Leadership at Albert Einstein School of Medicine celebrated the donation as a means to attract a more diverse student body. Improving diversity in the nation’s physician workforce is a public health imperative. Forty years of affirmative action policies were unable to compensate for the devastating impact of the 1910 Flexner Report, which led to the mass closure of medical schools that admitted Black students, and an estimated loss of 35,000 Black physicians into the field. Despite the urgency of improving diversity in our physician workforce, the number of applicants from Black, Hispanic, and other underrepresented groups in medicine being admitted to medical school has decreased in the United States.

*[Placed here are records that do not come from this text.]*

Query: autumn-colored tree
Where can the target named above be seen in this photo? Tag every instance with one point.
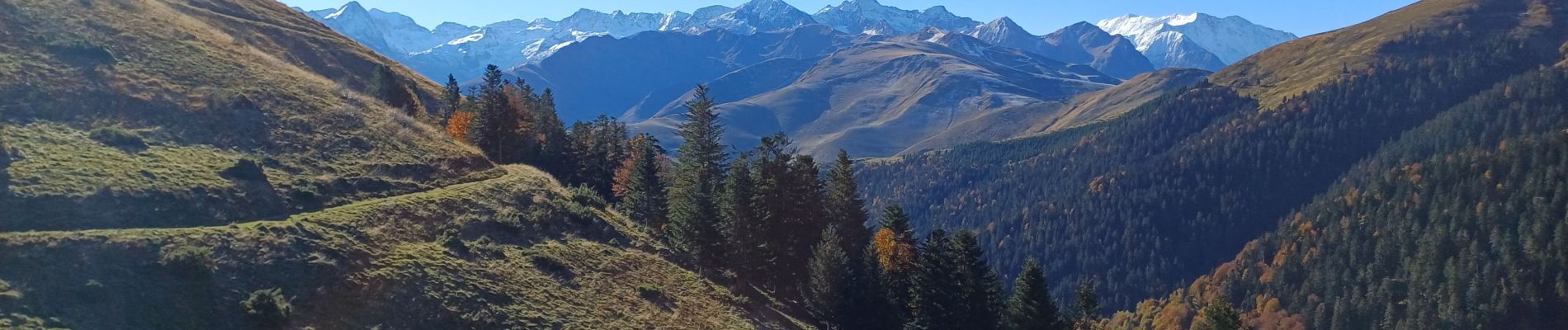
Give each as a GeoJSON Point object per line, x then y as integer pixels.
{"type": "Point", "coordinates": [1219, 314]}
{"type": "Point", "coordinates": [458, 125]}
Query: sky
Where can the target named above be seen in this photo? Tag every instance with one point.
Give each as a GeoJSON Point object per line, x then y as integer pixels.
{"type": "Point", "coordinates": [1038, 16]}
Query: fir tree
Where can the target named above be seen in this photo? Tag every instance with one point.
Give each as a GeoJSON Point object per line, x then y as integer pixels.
{"type": "Point", "coordinates": [391, 88]}
{"type": "Point", "coordinates": [846, 207]}
{"type": "Point", "coordinates": [937, 291]}
{"type": "Point", "coordinates": [980, 290]}
{"type": "Point", "coordinates": [498, 127]}
{"type": "Point", "coordinates": [1031, 305]}
{"type": "Point", "coordinates": [894, 251]}
{"type": "Point", "coordinates": [642, 191]}
{"type": "Point", "coordinates": [871, 304]}
{"type": "Point", "coordinates": [555, 152]}
{"type": "Point", "coordinates": [5, 176]}
{"type": "Point", "coordinates": [599, 148]}
{"type": "Point", "coordinates": [451, 99]}
{"type": "Point", "coordinates": [1219, 314]}
{"type": "Point", "coordinates": [773, 211]}
{"type": "Point", "coordinates": [1087, 305]}
{"type": "Point", "coordinates": [829, 285]}
{"type": "Point", "coordinates": [742, 223]}
{"type": "Point", "coordinates": [693, 196]}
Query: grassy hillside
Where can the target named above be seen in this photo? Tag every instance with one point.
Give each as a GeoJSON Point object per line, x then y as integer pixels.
{"type": "Point", "coordinates": [1181, 183]}
{"type": "Point", "coordinates": [157, 113]}
{"type": "Point", "coordinates": [524, 254]}
{"type": "Point", "coordinates": [1301, 66]}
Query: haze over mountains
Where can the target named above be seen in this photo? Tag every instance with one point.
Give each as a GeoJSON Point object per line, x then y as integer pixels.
{"type": "Point", "coordinates": [763, 50]}
{"type": "Point", "coordinates": [456, 49]}
{"type": "Point", "coordinates": [239, 165]}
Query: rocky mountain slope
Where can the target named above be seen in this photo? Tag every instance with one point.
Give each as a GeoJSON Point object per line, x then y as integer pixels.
{"type": "Point", "coordinates": [872, 17]}
{"type": "Point", "coordinates": [465, 50]}
{"type": "Point", "coordinates": [234, 165]}
{"type": "Point", "coordinates": [878, 97]}
{"type": "Point", "coordinates": [1179, 183]}
{"type": "Point", "coordinates": [1195, 40]}
{"type": "Point", "coordinates": [1079, 43]}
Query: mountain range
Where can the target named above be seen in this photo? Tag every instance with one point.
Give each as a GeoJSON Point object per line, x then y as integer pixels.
{"type": "Point", "coordinates": [239, 165]}
{"type": "Point", "coordinates": [1184, 41]}
{"type": "Point", "coordinates": [758, 52]}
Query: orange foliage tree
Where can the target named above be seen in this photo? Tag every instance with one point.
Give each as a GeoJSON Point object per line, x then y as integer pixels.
{"type": "Point", "coordinates": [458, 125]}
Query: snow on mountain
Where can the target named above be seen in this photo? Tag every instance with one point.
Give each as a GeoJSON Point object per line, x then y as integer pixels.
{"type": "Point", "coordinates": [390, 33]}
{"type": "Point", "coordinates": [1178, 40]}
{"type": "Point", "coordinates": [872, 17]}
{"type": "Point", "coordinates": [1174, 41]}
{"type": "Point", "coordinates": [759, 16]}
{"type": "Point", "coordinates": [1081, 43]}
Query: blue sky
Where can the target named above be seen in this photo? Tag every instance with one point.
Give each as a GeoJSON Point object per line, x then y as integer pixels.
{"type": "Point", "coordinates": [1038, 16]}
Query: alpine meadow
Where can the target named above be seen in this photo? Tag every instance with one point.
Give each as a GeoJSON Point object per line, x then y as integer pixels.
{"type": "Point", "coordinates": [756, 165]}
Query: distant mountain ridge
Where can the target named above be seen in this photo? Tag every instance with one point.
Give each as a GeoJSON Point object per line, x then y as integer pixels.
{"type": "Point", "coordinates": [1195, 40]}
{"type": "Point", "coordinates": [465, 50]}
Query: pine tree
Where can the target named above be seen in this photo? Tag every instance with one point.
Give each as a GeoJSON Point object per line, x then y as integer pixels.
{"type": "Point", "coordinates": [1219, 314]}
{"type": "Point", "coordinates": [1087, 307]}
{"type": "Point", "coordinates": [555, 152]}
{"type": "Point", "coordinates": [391, 88]}
{"type": "Point", "coordinates": [693, 196]}
{"type": "Point", "coordinates": [773, 211]}
{"type": "Point", "coordinates": [498, 127]}
{"type": "Point", "coordinates": [1031, 305]}
{"type": "Point", "coordinates": [829, 285]}
{"type": "Point", "coordinates": [742, 223]}
{"type": "Point", "coordinates": [871, 304]}
{"type": "Point", "coordinates": [642, 190]}
{"type": "Point", "coordinates": [599, 148]}
{"type": "Point", "coordinates": [937, 291]}
{"type": "Point", "coordinates": [894, 251]}
{"type": "Point", "coordinates": [451, 99]}
{"type": "Point", "coordinates": [5, 176]}
{"type": "Point", "coordinates": [980, 290]}
{"type": "Point", "coordinates": [846, 207]}
{"type": "Point", "coordinates": [806, 214]}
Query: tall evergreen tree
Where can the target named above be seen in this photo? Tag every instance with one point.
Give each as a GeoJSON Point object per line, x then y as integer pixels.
{"type": "Point", "coordinates": [1219, 314]}
{"type": "Point", "coordinates": [980, 290]}
{"type": "Point", "coordinates": [5, 176]}
{"type": "Point", "coordinates": [935, 300]}
{"type": "Point", "coordinates": [806, 214]}
{"type": "Point", "coordinates": [894, 251]}
{"type": "Point", "coordinates": [693, 196]}
{"type": "Point", "coordinates": [871, 305]}
{"type": "Point", "coordinates": [498, 127]}
{"type": "Point", "coordinates": [1087, 305]}
{"type": "Point", "coordinates": [773, 211]}
{"type": "Point", "coordinates": [642, 191]}
{"type": "Point", "coordinates": [392, 90]}
{"type": "Point", "coordinates": [599, 148]}
{"type": "Point", "coordinates": [554, 155]}
{"type": "Point", "coordinates": [829, 285]}
{"type": "Point", "coordinates": [846, 207]}
{"type": "Point", "coordinates": [451, 99]}
{"type": "Point", "coordinates": [1031, 305]}
{"type": "Point", "coordinates": [742, 223]}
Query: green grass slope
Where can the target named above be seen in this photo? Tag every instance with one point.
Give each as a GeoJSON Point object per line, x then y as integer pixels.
{"type": "Point", "coordinates": [521, 254]}
{"type": "Point", "coordinates": [162, 113]}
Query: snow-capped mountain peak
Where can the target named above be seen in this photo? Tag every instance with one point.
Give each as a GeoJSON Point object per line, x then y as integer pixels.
{"type": "Point", "coordinates": [1230, 38]}
{"type": "Point", "coordinates": [857, 16]}
{"type": "Point", "coordinates": [348, 8]}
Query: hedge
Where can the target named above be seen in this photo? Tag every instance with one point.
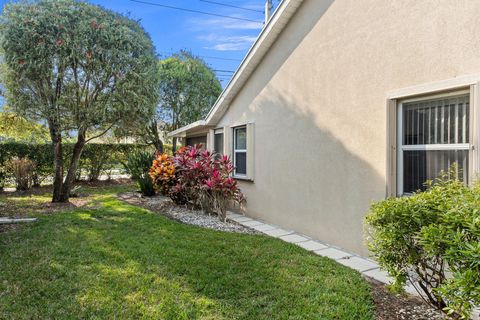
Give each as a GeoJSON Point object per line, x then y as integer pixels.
{"type": "Point", "coordinates": [96, 159]}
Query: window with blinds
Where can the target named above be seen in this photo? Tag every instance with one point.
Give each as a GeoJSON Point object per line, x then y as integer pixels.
{"type": "Point", "coordinates": [433, 135]}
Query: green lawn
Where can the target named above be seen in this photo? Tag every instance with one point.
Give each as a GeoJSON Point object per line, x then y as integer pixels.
{"type": "Point", "coordinates": [113, 260]}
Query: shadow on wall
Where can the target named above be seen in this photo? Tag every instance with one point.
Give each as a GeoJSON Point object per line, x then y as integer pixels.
{"type": "Point", "coordinates": [306, 179]}
{"type": "Point", "coordinates": [298, 28]}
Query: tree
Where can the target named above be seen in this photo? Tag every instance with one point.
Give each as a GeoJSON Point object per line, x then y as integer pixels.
{"type": "Point", "coordinates": [80, 69]}
{"type": "Point", "coordinates": [188, 89]}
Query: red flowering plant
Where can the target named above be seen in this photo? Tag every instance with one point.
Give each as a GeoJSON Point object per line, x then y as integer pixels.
{"type": "Point", "coordinates": [203, 181]}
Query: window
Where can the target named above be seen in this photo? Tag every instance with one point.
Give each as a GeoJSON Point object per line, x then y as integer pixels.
{"type": "Point", "coordinates": [240, 151]}
{"type": "Point", "coordinates": [218, 141]}
{"type": "Point", "coordinates": [433, 134]}
{"type": "Point", "coordinates": [192, 141]}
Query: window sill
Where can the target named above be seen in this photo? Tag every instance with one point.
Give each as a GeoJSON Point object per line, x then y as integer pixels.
{"type": "Point", "coordinates": [242, 178]}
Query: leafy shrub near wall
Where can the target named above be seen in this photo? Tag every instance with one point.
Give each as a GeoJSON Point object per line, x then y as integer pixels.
{"type": "Point", "coordinates": [96, 158]}
{"type": "Point", "coordinates": [432, 238]}
{"type": "Point", "coordinates": [199, 178]}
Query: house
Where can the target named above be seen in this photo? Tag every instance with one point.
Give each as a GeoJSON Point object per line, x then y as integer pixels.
{"type": "Point", "coordinates": [341, 103]}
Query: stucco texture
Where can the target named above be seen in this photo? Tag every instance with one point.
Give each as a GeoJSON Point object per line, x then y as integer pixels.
{"type": "Point", "coordinates": [318, 101]}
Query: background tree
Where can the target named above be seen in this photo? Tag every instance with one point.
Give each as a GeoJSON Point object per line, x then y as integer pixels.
{"type": "Point", "coordinates": [79, 68]}
{"type": "Point", "coordinates": [188, 89]}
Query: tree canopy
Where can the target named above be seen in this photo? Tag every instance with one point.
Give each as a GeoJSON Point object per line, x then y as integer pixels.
{"type": "Point", "coordinates": [79, 68]}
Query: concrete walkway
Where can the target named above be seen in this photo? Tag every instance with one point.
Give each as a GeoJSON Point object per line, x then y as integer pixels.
{"type": "Point", "coordinates": [366, 267]}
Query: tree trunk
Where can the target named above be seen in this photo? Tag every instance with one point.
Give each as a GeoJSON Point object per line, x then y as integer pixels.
{"type": "Point", "coordinates": [70, 179]}
{"type": "Point", "coordinates": [57, 163]}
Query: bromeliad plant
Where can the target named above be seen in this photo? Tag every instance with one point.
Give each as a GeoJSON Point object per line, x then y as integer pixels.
{"type": "Point", "coordinates": [197, 178]}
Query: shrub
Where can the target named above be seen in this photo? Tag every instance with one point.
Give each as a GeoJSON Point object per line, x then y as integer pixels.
{"type": "Point", "coordinates": [21, 170]}
{"type": "Point", "coordinates": [138, 166]}
{"type": "Point", "coordinates": [432, 239]}
{"type": "Point", "coordinates": [3, 176]}
{"type": "Point", "coordinates": [198, 178]}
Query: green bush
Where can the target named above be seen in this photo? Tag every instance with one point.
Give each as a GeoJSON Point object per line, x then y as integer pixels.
{"type": "Point", "coordinates": [21, 169]}
{"type": "Point", "coordinates": [96, 159]}
{"type": "Point", "coordinates": [138, 165]}
{"type": "Point", "coordinates": [432, 239]}
{"type": "Point", "coordinates": [3, 175]}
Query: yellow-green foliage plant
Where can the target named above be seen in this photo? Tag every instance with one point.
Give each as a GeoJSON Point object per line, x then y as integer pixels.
{"type": "Point", "coordinates": [432, 239]}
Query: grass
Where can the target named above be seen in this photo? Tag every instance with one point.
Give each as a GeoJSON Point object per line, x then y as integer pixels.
{"type": "Point", "coordinates": [112, 260]}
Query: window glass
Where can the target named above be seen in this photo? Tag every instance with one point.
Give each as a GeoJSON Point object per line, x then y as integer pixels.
{"type": "Point", "coordinates": [420, 166]}
{"type": "Point", "coordinates": [439, 121]}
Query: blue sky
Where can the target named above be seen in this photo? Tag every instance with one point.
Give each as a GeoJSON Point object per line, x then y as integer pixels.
{"type": "Point", "coordinates": [207, 36]}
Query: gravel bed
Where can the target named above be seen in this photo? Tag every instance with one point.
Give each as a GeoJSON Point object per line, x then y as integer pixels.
{"type": "Point", "coordinates": [166, 207]}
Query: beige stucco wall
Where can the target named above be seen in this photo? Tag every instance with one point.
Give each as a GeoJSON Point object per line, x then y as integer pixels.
{"type": "Point", "coordinates": [318, 101]}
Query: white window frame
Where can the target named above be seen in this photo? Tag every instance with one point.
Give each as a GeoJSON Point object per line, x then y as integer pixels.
{"type": "Point", "coordinates": [235, 151]}
{"type": "Point", "coordinates": [427, 147]}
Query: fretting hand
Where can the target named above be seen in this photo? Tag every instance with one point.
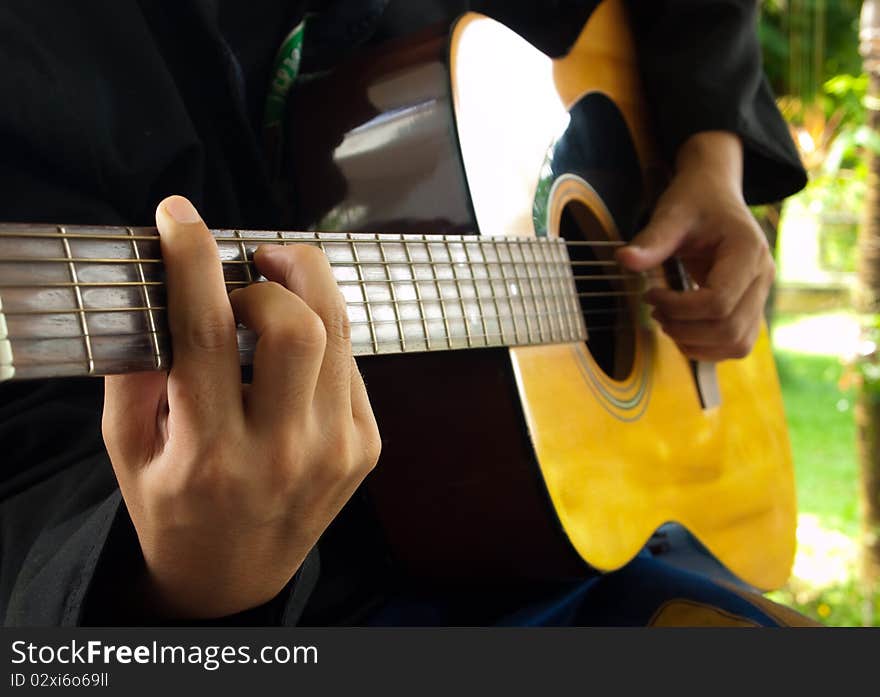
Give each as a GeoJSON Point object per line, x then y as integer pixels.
{"type": "Point", "coordinates": [703, 219]}
{"type": "Point", "coordinates": [230, 487]}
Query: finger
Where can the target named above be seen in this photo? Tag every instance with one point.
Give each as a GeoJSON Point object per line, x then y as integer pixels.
{"type": "Point", "coordinates": [290, 350]}
{"type": "Point", "coordinates": [304, 270]}
{"type": "Point", "coordinates": [664, 234]}
{"type": "Point", "coordinates": [133, 419]}
{"type": "Point", "coordinates": [733, 336]}
{"type": "Point", "coordinates": [734, 271]}
{"type": "Point", "coordinates": [205, 378]}
{"type": "Point", "coordinates": [361, 409]}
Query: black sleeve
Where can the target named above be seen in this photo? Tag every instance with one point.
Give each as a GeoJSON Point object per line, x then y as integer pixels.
{"type": "Point", "coordinates": [70, 556]}
{"type": "Point", "coordinates": [100, 117]}
{"type": "Point", "coordinates": [701, 62]}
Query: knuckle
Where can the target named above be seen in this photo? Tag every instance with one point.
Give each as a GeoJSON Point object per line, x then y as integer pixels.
{"type": "Point", "coordinates": [211, 331]}
{"type": "Point", "coordinates": [307, 254]}
{"type": "Point", "coordinates": [719, 305]}
{"type": "Point", "coordinates": [338, 323]}
{"type": "Point", "coordinates": [728, 332]}
{"type": "Point", "coordinates": [304, 335]}
{"type": "Point", "coordinates": [372, 449]}
{"type": "Point", "coordinates": [740, 348]}
{"type": "Point", "coordinates": [310, 333]}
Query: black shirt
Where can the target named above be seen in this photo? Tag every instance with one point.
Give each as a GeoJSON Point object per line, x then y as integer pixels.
{"type": "Point", "coordinates": [106, 108]}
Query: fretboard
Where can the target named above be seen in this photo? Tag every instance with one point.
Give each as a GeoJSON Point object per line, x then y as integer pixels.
{"type": "Point", "coordinates": [80, 300]}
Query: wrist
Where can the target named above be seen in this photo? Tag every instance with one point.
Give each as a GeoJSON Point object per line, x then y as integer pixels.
{"type": "Point", "coordinates": [714, 155]}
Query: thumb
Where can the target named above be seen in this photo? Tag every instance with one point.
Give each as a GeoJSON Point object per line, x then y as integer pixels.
{"type": "Point", "coordinates": [133, 423]}
{"type": "Point", "coordinates": [658, 241]}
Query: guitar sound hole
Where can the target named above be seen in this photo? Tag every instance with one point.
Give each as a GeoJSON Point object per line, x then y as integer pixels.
{"type": "Point", "coordinates": [606, 299]}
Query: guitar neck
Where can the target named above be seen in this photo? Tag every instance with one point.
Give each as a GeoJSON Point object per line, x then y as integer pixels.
{"type": "Point", "coordinates": [91, 300]}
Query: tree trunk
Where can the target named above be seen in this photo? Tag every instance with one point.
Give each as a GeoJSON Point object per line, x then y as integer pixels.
{"type": "Point", "coordinates": [868, 305]}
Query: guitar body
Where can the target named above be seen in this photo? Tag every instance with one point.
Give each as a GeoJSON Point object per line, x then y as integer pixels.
{"type": "Point", "coordinates": [543, 461]}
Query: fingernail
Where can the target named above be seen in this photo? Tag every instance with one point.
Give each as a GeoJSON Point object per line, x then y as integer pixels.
{"type": "Point", "coordinates": [269, 251]}
{"type": "Point", "coordinates": [182, 210]}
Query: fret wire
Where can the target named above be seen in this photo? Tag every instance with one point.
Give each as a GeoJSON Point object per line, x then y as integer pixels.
{"type": "Point", "coordinates": [418, 291]}
{"type": "Point", "coordinates": [492, 293]}
{"type": "Point", "coordinates": [570, 291]}
{"type": "Point", "coordinates": [145, 293]}
{"type": "Point", "coordinates": [558, 294]}
{"type": "Point", "coordinates": [479, 299]}
{"type": "Point", "coordinates": [509, 295]}
{"type": "Point", "coordinates": [356, 257]}
{"type": "Point", "coordinates": [393, 291]}
{"type": "Point", "coordinates": [84, 324]}
{"type": "Point", "coordinates": [531, 265]}
{"type": "Point", "coordinates": [554, 290]}
{"type": "Point", "coordinates": [567, 287]}
{"type": "Point", "coordinates": [528, 323]}
{"type": "Point", "coordinates": [440, 299]}
{"type": "Point", "coordinates": [244, 259]}
{"type": "Point", "coordinates": [464, 316]}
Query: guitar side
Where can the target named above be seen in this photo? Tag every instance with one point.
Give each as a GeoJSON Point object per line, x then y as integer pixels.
{"type": "Point", "coordinates": [621, 452]}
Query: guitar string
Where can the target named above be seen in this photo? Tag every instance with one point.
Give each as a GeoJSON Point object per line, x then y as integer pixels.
{"type": "Point", "coordinates": [325, 237]}
{"type": "Point", "coordinates": [342, 282]}
{"type": "Point", "coordinates": [163, 308]}
{"type": "Point", "coordinates": [395, 340]}
{"type": "Point", "coordinates": [246, 264]}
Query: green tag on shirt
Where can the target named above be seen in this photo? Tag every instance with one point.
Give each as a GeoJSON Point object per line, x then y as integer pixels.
{"type": "Point", "coordinates": [284, 75]}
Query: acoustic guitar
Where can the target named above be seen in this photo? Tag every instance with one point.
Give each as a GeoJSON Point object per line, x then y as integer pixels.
{"type": "Point", "coordinates": [536, 423]}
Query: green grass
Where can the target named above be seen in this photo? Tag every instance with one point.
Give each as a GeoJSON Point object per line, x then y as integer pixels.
{"type": "Point", "coordinates": [822, 430]}
{"type": "Point", "coordinates": [822, 433]}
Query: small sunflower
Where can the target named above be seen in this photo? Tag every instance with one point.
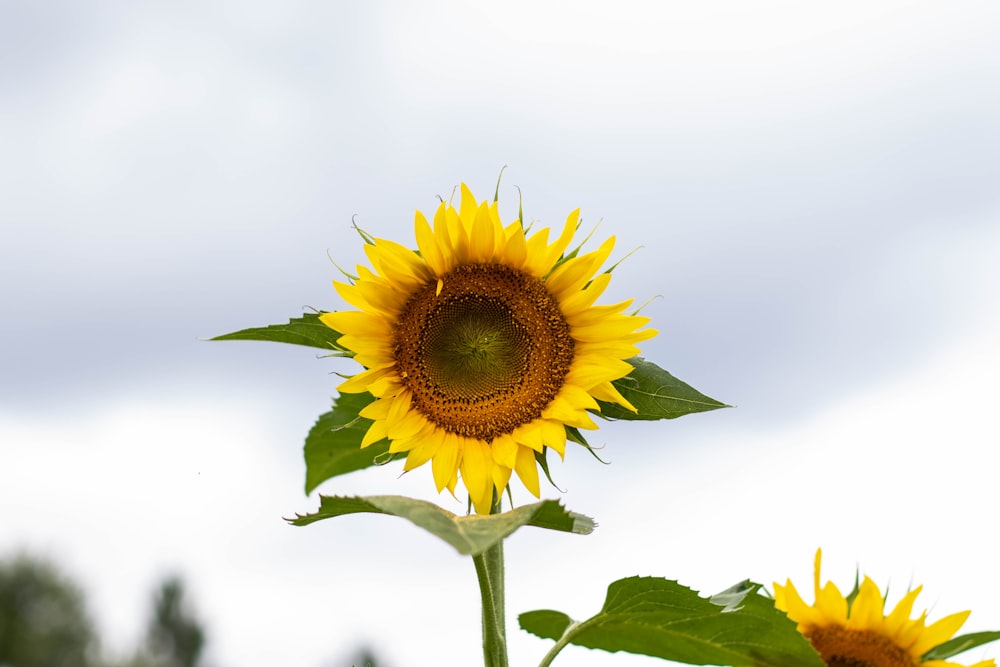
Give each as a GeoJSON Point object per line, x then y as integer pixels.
{"type": "Point", "coordinates": [857, 633]}
{"type": "Point", "coordinates": [483, 345]}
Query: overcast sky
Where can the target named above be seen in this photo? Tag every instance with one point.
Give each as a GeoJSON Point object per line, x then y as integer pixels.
{"type": "Point", "coordinates": [813, 192]}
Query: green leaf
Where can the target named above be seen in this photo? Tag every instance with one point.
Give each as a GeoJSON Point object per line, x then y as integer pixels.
{"type": "Point", "coordinates": [305, 330]}
{"type": "Point", "coordinates": [333, 446]}
{"type": "Point", "coordinates": [663, 619]}
{"type": "Point", "coordinates": [471, 535]}
{"type": "Point", "coordinates": [656, 394]}
{"type": "Point", "coordinates": [959, 644]}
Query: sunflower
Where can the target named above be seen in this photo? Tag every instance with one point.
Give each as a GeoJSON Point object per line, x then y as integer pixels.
{"type": "Point", "coordinates": [484, 345]}
{"type": "Point", "coordinates": [855, 632]}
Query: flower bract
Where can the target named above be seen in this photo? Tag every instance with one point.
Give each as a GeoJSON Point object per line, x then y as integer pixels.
{"type": "Point", "coordinates": [855, 631]}
{"type": "Point", "coordinates": [483, 345]}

Black/African American, low-family income, and first-generation students are less likely to be admitted to M.D.-Ph.D. programs, despite being as qualified or more qualified than other applicants. In trying to explain these gaps, as well as the shortage of students interested in entering primary care, experts often point to the high cost of medical school. But the truth is more complicated than that. Simply going tuition-free cannot address entrenched issues of racial and socioeconomic disparities in medical school admissions.